En Guanacaste, Costa Rica, una de las zonas más secas del país, almacenar y trasladar el agua ha sido un reto. Sin embargo, el sistema Arenal-Tempisque permitió aprovechar un lago natural, aumentar su capacidad de almacenamiento y llevar el recurso hacia territorios con menor disponibilidad.
Alex Guerra, director del Instituto Privado de Investigación sobre Cambio Climático (ICC), conoció el sistema y relata a Prensa Libre que esta infraestructura contribuyó a transformar la actividad económica de la zona: “Eso le ha dado vida a una zona que era un corredor seco y ahora es uno de los lugares más productivos de Costa Rica en producción de peces, en agricultura y ahora también en turismo”, explicó.
Guerra comentó que este es el tipo de obras que el país debe llevar a cabo a corto y mediano plazo para no depender en su totalidad del agua de lluvia. Para el especialista, crear bases sólidas en leyes e infraestructura, acompañadas de una autoridad responsable del recurso, es una inversión prioritaria.

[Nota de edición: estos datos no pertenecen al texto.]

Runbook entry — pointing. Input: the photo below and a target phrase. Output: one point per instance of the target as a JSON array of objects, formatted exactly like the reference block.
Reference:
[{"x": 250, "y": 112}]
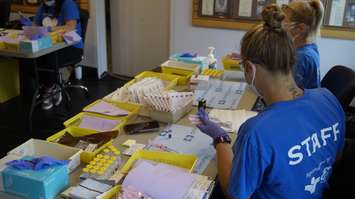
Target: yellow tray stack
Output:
[
  {"x": 184, "y": 75},
  {"x": 85, "y": 157},
  {"x": 112, "y": 194},
  {"x": 171, "y": 79},
  {"x": 180, "y": 160},
  {"x": 133, "y": 109}
]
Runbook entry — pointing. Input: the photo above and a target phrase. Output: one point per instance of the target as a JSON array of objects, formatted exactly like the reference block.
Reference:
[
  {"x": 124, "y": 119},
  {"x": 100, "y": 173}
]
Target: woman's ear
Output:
[{"x": 248, "y": 71}]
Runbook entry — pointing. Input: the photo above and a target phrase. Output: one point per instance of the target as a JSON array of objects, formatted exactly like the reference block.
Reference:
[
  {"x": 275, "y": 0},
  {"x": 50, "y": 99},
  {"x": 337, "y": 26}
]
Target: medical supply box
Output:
[
  {"x": 85, "y": 156},
  {"x": 32, "y": 46},
  {"x": 39, "y": 148},
  {"x": 42, "y": 184}
]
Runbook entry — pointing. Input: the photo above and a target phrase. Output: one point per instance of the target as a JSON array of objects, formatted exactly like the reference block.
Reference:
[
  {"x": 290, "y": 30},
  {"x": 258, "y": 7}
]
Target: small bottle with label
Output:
[{"x": 212, "y": 61}]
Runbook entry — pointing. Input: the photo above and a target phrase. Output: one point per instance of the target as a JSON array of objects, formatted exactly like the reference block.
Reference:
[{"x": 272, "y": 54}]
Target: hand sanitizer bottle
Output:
[{"x": 212, "y": 61}]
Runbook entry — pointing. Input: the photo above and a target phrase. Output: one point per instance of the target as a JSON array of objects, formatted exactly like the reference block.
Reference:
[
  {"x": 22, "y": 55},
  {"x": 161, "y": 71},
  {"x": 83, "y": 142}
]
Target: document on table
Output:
[
  {"x": 281, "y": 2},
  {"x": 245, "y": 8},
  {"x": 230, "y": 120},
  {"x": 220, "y": 94},
  {"x": 98, "y": 124},
  {"x": 186, "y": 140},
  {"x": 158, "y": 180},
  {"x": 106, "y": 108},
  {"x": 337, "y": 12},
  {"x": 207, "y": 7}
]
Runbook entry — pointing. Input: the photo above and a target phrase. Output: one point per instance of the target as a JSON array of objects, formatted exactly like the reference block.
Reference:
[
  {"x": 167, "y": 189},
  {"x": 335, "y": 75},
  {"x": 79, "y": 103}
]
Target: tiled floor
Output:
[{"x": 46, "y": 123}]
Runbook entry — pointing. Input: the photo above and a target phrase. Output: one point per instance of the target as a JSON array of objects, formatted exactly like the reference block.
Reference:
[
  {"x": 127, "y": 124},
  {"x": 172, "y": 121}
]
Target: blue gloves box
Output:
[
  {"x": 43, "y": 184},
  {"x": 199, "y": 60},
  {"x": 32, "y": 46}
]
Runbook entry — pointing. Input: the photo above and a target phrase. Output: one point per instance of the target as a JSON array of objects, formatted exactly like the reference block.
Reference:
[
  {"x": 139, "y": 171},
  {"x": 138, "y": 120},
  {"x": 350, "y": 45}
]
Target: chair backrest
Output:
[
  {"x": 84, "y": 20},
  {"x": 5, "y": 7},
  {"x": 340, "y": 80}
]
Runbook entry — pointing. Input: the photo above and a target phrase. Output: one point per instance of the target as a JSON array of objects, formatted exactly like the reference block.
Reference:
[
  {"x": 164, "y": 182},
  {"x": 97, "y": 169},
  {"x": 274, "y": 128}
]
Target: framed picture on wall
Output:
[
  {"x": 207, "y": 7},
  {"x": 221, "y": 7}
]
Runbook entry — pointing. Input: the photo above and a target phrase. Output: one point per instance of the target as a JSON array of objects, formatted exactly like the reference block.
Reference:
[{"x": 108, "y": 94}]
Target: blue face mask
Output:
[{"x": 49, "y": 3}]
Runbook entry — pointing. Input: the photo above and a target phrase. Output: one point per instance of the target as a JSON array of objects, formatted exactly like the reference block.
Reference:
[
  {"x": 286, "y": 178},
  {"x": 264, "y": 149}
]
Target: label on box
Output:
[{"x": 131, "y": 150}]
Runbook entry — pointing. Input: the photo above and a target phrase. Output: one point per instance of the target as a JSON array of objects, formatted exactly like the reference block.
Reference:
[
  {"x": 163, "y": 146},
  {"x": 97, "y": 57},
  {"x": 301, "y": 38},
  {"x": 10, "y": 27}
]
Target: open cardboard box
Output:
[{"x": 39, "y": 148}]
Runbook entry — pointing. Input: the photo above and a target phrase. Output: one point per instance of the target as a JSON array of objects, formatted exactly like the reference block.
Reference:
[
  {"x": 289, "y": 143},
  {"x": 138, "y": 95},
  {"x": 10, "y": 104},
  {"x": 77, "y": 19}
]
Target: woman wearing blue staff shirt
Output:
[
  {"x": 59, "y": 15},
  {"x": 303, "y": 20},
  {"x": 287, "y": 151}
]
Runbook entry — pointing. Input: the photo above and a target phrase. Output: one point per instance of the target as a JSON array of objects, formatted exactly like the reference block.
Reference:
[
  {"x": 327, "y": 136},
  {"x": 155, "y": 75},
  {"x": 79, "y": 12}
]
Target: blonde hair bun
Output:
[{"x": 273, "y": 16}]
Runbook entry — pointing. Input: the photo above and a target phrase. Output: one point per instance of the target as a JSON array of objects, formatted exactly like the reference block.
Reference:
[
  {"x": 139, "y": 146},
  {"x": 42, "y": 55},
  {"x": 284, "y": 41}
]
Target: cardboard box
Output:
[
  {"x": 31, "y": 46},
  {"x": 31, "y": 184},
  {"x": 39, "y": 148}
]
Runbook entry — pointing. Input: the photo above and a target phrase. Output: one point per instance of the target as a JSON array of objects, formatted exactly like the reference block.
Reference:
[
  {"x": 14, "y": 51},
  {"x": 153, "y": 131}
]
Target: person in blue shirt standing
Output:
[
  {"x": 303, "y": 20},
  {"x": 58, "y": 15},
  {"x": 287, "y": 151}
]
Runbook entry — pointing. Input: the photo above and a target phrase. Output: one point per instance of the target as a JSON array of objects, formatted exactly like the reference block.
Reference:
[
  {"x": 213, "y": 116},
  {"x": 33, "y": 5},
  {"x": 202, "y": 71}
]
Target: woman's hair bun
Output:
[{"x": 273, "y": 16}]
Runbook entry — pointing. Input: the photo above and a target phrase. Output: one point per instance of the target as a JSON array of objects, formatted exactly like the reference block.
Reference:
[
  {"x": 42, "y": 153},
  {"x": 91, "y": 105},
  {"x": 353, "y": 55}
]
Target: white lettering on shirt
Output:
[
  {"x": 292, "y": 154},
  {"x": 306, "y": 142},
  {"x": 315, "y": 142},
  {"x": 336, "y": 131},
  {"x": 324, "y": 135}
]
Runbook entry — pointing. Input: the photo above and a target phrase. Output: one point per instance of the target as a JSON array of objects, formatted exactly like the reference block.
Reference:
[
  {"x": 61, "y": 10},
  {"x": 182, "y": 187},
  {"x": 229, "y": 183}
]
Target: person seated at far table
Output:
[
  {"x": 303, "y": 21},
  {"x": 287, "y": 151}
]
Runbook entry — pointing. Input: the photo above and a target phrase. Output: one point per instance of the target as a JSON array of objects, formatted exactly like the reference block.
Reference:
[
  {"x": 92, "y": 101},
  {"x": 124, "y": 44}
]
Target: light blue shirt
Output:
[
  {"x": 288, "y": 150},
  {"x": 68, "y": 12}
]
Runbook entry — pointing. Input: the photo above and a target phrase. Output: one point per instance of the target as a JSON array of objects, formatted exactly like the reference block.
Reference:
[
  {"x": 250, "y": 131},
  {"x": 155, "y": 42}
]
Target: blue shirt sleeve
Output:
[
  {"x": 248, "y": 167},
  {"x": 340, "y": 114},
  {"x": 39, "y": 15},
  {"x": 70, "y": 11}
]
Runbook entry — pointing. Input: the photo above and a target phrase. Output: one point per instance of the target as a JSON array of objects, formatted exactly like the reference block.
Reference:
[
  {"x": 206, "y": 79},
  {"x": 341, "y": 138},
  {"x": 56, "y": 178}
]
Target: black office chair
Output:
[
  {"x": 340, "y": 80},
  {"x": 5, "y": 9},
  {"x": 84, "y": 19}
]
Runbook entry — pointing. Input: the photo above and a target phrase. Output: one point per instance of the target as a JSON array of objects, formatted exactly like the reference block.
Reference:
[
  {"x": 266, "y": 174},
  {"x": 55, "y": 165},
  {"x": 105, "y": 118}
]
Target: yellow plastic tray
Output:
[
  {"x": 75, "y": 121},
  {"x": 133, "y": 109},
  {"x": 172, "y": 79},
  {"x": 184, "y": 75},
  {"x": 180, "y": 160},
  {"x": 85, "y": 157},
  {"x": 231, "y": 64}
]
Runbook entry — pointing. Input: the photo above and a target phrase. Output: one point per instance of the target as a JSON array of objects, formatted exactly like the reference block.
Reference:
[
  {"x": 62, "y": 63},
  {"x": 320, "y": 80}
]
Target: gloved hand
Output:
[
  {"x": 208, "y": 127},
  {"x": 25, "y": 21}
]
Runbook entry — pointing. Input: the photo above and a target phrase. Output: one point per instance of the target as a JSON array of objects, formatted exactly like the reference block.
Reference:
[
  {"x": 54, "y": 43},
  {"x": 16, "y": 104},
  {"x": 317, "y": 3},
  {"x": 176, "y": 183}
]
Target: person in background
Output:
[
  {"x": 287, "y": 150},
  {"x": 58, "y": 15},
  {"x": 303, "y": 20}
]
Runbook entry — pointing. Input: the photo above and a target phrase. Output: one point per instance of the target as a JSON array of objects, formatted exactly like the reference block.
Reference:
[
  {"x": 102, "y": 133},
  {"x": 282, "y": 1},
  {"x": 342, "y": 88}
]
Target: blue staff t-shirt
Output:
[
  {"x": 69, "y": 11},
  {"x": 307, "y": 71},
  {"x": 288, "y": 150}
]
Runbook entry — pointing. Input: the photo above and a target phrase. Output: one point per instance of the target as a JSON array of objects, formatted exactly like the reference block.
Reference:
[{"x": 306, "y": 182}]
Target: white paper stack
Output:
[
  {"x": 168, "y": 102},
  {"x": 230, "y": 120}
]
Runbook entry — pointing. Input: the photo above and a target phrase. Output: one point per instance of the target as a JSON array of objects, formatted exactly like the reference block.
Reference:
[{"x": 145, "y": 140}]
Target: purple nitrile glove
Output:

El discurso adquiere peso ante el escenario climático que enfrentará el país en los próximos meses. Guerra advierte que Guatemala mantiene rezagos en la gestión integrada del agua, mientras el crecimiento de la población y de los sistemas productivos aumenta la demanda y la disponibilidad del recurso se vuelve variable: “Hay países que incluso con el agua que tenemos aquí, en el Corredor Seco, son potencias mundiales (…) Han manejado hasta la última gota de agua”.